A decade ago, when the original i30 was launched, the Korean manufacturer was little more than a sideshow in volume terms.

In 2015, it registered 470,130 vehicles here – which was nearly 11 percent more than it managed the year before.

Its success story owes something to good fortune (the scrappage scheme of 2008 benefited no other firm quite so vigorously) but mostly it has been achieved by adroitly supplying buyers with what they want: build quality, equipment, keen pricing, practicality, reliability and a long, unlimited warranty to underpin it all.

Moreover, and no less important, there is Hyundai’s rapacious appetite for refreshing its line-up.

This latest generation of the i30 is the third, and although it might not quite qualify as ‘all-new’ (the platform has been overhauled materially rather than switched out), the new model’s introduction is significantly more impactful than many will believe.

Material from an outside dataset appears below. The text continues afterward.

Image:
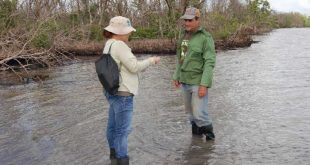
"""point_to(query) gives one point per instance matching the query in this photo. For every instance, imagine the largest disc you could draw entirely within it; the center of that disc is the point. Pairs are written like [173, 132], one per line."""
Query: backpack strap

Not least among its alterations is a new look – delivered by Peter Schreyer, the Hyundai-Kia design demigod – that will inform (another) new generation of product. There are new engines, too, most notably the 1.4-litre T-GDi fitted to our test car.

Also bolted on is the Tourer configuration, which, the firm believes, will achieve close to a 20 percent share of total i30 sales in the UK.

The reason for that is simple: the estate’s starting price is £1500 lower than its predecessor’s, and there’s now only £500 between it and the hatch across the rest of the range.

And if Hyundai’s meteoric rise proves anything, it’s that customers respond very kindly to evidence of good sense.

Now the car just needs to prove at least as good as a Ford Focus, Volkswagen Golf, Vauxhall Astra, Mazda 3, Honda Civic, Peugeot 308, Renault Mégane and Seat Leon. Acid test time.